In the Nguyen case, the plaintiff initiated a California false advertising and deceptive practice case against Barnes and Noble over the purchase of a laptop. Barnes and Noble had a conspicuous "terms of use" link on the bottom of every page, along with other links on its website. The Ninth Circuit noted a "traditional reluctance" to enforce browsewrap agreements against individual consumers, particularly if there is nothing in the record that would have indicated that they had been viewed by the user. The court also said that there is a general rule that a conspicuous placement of a hyperlink, the website's general design, and any of the notices to users about the TOS "all contribute to whether a reasonably prudent user would have inquiry notice of a browsewrap agreement."
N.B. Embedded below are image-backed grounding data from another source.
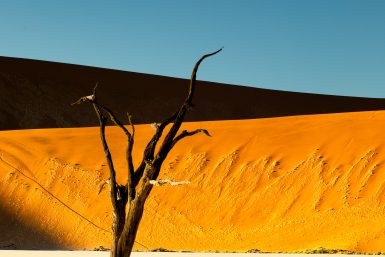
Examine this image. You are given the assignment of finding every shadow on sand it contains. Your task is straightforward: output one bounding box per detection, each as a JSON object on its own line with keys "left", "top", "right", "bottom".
{"left": 1, "top": 56, "right": 385, "bottom": 130}
{"left": 0, "top": 202, "right": 64, "bottom": 250}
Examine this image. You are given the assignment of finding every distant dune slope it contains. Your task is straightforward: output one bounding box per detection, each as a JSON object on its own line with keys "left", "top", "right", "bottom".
{"left": 1, "top": 111, "right": 385, "bottom": 252}
{"left": 1, "top": 56, "right": 385, "bottom": 130}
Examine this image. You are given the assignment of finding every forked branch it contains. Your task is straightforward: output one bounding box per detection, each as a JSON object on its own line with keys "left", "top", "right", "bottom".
{"left": 133, "top": 48, "right": 223, "bottom": 186}
{"left": 147, "top": 48, "right": 222, "bottom": 182}
{"left": 92, "top": 101, "right": 120, "bottom": 207}
{"left": 171, "top": 129, "right": 211, "bottom": 149}
{"left": 73, "top": 48, "right": 222, "bottom": 257}
{"left": 71, "top": 85, "right": 135, "bottom": 199}
{"left": 132, "top": 111, "right": 179, "bottom": 186}
{"left": 156, "top": 48, "right": 222, "bottom": 159}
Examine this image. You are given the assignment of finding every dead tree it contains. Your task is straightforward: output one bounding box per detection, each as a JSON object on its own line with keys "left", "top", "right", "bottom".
{"left": 72, "top": 48, "right": 222, "bottom": 257}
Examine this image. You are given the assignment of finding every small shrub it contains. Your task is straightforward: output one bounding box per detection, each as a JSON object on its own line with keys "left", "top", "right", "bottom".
{"left": 246, "top": 249, "right": 262, "bottom": 253}
{"left": 151, "top": 248, "right": 175, "bottom": 252}
{"left": 302, "top": 247, "right": 355, "bottom": 254}
{"left": 94, "top": 245, "right": 108, "bottom": 251}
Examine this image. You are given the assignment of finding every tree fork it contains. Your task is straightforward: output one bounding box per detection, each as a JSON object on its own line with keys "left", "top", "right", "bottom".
{"left": 72, "top": 48, "right": 222, "bottom": 257}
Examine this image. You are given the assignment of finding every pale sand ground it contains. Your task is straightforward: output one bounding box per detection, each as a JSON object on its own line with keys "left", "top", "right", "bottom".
{"left": 2, "top": 111, "right": 385, "bottom": 252}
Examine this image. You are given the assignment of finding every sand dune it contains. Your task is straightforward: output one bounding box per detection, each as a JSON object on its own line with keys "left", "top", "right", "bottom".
{"left": 2, "top": 56, "right": 385, "bottom": 130}
{"left": 1, "top": 110, "right": 385, "bottom": 252}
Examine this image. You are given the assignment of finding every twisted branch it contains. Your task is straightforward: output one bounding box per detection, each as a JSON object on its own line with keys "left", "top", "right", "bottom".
{"left": 171, "top": 129, "right": 211, "bottom": 149}
{"left": 72, "top": 85, "right": 135, "bottom": 197}
{"left": 149, "top": 48, "right": 223, "bottom": 181}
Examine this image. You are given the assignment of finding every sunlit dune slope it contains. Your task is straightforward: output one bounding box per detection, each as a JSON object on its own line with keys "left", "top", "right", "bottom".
{"left": 1, "top": 111, "right": 385, "bottom": 252}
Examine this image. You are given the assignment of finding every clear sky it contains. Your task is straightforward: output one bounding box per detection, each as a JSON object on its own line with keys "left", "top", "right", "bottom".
{"left": 1, "top": 0, "right": 384, "bottom": 98}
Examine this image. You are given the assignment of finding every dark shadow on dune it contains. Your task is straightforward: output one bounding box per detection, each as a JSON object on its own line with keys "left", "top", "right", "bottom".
{"left": 0, "top": 202, "right": 64, "bottom": 250}
{"left": 1, "top": 56, "right": 385, "bottom": 130}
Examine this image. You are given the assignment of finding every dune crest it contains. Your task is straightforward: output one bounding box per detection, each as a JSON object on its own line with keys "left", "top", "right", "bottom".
{"left": 2, "top": 56, "right": 385, "bottom": 130}
{"left": 1, "top": 111, "right": 385, "bottom": 252}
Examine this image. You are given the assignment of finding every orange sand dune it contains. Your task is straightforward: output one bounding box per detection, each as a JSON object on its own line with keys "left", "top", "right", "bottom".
{"left": 1, "top": 111, "right": 385, "bottom": 252}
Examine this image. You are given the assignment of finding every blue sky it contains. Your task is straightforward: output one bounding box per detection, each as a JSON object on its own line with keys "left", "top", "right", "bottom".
{"left": 1, "top": 0, "right": 384, "bottom": 97}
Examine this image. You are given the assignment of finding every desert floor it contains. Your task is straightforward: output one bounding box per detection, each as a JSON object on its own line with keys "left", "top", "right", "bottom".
{"left": 2, "top": 111, "right": 385, "bottom": 253}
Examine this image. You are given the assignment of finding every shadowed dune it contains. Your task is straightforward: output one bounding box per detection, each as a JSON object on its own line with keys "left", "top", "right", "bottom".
{"left": 0, "top": 135, "right": 111, "bottom": 250}
{"left": 1, "top": 56, "right": 385, "bottom": 130}
{"left": 1, "top": 111, "right": 385, "bottom": 252}
{"left": 0, "top": 202, "right": 62, "bottom": 250}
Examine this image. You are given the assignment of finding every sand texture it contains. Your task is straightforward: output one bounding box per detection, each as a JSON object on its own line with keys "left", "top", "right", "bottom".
{"left": 1, "top": 111, "right": 385, "bottom": 252}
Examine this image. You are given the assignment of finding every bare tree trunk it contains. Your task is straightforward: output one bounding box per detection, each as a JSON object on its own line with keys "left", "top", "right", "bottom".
{"left": 72, "top": 48, "right": 222, "bottom": 257}
{"left": 117, "top": 182, "right": 153, "bottom": 257}
{"left": 111, "top": 197, "right": 127, "bottom": 257}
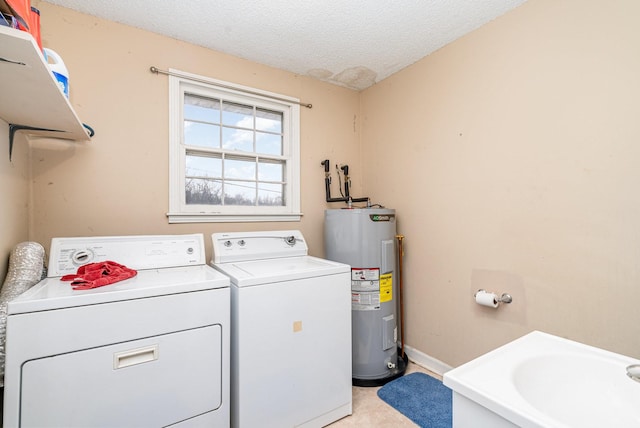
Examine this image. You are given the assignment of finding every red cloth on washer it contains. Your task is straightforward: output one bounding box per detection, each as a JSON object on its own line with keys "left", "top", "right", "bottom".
{"left": 60, "top": 261, "right": 137, "bottom": 290}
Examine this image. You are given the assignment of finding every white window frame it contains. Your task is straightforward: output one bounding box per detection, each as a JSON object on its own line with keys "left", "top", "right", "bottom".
{"left": 167, "top": 69, "right": 301, "bottom": 223}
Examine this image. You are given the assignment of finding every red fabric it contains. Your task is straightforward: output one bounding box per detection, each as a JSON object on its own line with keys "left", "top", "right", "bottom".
{"left": 61, "top": 261, "right": 137, "bottom": 290}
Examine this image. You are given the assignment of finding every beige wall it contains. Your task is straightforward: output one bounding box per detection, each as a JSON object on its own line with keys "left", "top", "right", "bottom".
{"left": 361, "top": 0, "right": 640, "bottom": 365}
{"left": 30, "top": 2, "right": 362, "bottom": 259}
{"left": 0, "top": 124, "right": 30, "bottom": 280}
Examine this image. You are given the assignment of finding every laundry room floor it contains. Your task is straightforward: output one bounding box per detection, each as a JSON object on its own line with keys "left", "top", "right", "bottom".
{"left": 328, "top": 361, "right": 441, "bottom": 427}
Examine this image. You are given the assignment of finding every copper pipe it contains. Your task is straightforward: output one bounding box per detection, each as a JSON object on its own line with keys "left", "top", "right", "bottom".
{"left": 396, "top": 234, "right": 405, "bottom": 358}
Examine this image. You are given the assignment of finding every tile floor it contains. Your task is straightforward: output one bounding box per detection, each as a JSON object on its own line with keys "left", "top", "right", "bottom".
{"left": 328, "top": 361, "right": 442, "bottom": 427}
The plaintiff neither clicked on the links nor read the terms. As such, the plaintiff argued that he had no notice of the arbitration requirement and therefore did not agree to it. Barnes & Noble argued that he had sufficient constructive notice of the terms to make it enforceable. The court held, "The proximity or conspicuousness of the hyperlink alone is not enough to give rise to constitute notice." The district court ruled against Barnes & Noble, and the Ninth Circuit affirmed. There is a similar holding in the Second Circuit in Specht v. Netscape Commc'ns Corp.).

The message is clear: If one wants to be able to enforce its terms of service, a mechanism for the user to view the terms and then affirmatively agree to them must be provided.